Ju: Йорик понял, Йорик не дурак. Перефразирую. Пять утра — самое время, чтобы решиться. Нет, я, конечно, могу написать голосовое, но это будет крайность. В случае твоего нежелания встретиться лично/отсутствии объективной и рациональной возможности осуществить это. Теперь мой время задать вопрос. А что, мать его, происходит? Есть такая фраза: ежики плакали, кололись, но продолжали жрать кактус. Я как тот ежик и я устала жрать кактус. Вроде и так все понятно, но… хочу послушать твою позицию. Учитывая твою крайнюю занятость, заранее прошу выбрать время, когда мы уже поговорим по моей инициативе. Желательно — в ближайшее. Надеюсь, уже расставим точки над «и».
В то утро я с трудом уснула, убаюканная качанием вагона. А едва я протёрла глаза, меня ждало это.
Pavel: Юля, привет. Мы потому и встречались. Чтобы во всем нормально объясниться и расставить все точки над й. Все же обсудили.

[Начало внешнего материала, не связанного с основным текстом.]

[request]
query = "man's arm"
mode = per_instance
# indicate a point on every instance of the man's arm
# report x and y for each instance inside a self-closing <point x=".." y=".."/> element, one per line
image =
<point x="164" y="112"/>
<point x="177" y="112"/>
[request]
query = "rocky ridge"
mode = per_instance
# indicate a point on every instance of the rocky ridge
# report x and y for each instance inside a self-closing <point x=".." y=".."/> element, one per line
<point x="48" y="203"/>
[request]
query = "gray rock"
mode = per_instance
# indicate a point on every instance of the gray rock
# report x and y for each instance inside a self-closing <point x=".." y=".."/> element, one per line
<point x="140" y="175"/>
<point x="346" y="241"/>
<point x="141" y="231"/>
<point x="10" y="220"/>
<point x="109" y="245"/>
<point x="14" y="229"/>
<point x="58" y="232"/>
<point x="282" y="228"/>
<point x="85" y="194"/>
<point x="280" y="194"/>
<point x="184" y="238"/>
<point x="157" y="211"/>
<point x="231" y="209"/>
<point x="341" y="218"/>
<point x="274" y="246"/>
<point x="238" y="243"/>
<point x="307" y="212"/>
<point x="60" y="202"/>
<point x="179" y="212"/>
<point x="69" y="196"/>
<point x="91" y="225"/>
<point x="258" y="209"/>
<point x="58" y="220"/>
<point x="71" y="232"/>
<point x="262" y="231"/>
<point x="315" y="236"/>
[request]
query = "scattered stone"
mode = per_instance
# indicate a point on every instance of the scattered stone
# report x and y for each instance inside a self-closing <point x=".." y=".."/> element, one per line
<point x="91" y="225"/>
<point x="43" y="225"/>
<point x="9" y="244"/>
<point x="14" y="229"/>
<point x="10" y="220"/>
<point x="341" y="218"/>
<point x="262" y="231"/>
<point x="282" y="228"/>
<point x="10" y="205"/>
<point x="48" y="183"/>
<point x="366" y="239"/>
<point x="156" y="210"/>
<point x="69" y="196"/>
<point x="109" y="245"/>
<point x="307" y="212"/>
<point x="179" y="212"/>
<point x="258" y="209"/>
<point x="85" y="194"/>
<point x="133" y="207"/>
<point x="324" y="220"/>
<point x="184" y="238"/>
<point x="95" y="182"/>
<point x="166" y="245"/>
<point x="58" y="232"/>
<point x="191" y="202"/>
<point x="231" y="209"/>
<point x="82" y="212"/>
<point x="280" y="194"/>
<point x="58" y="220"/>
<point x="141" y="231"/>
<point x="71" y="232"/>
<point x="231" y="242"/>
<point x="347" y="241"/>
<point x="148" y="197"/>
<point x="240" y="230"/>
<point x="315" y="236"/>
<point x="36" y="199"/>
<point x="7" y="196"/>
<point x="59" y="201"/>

Pavel: я видимо тупой и не сумел донести до тебя информацию. Извини мне мой кривой язык
Pavel: Хотя мне казалось, что было сказано предельно ясно. В любом случае это не значит, что я сказал, что мы не можем общаться.
Ju: Ну что опять за витиеватые фразы. Ты так и скажи. Юля, только знакомые. Всё
Pavel: какие витиеватости? Мы с тобой часа два сидели разговаривали, во всем разобрались, объяснились, а ты снова эту тему подняла. Мы можем дружить, общаться, тусить, но чего-то большего нет…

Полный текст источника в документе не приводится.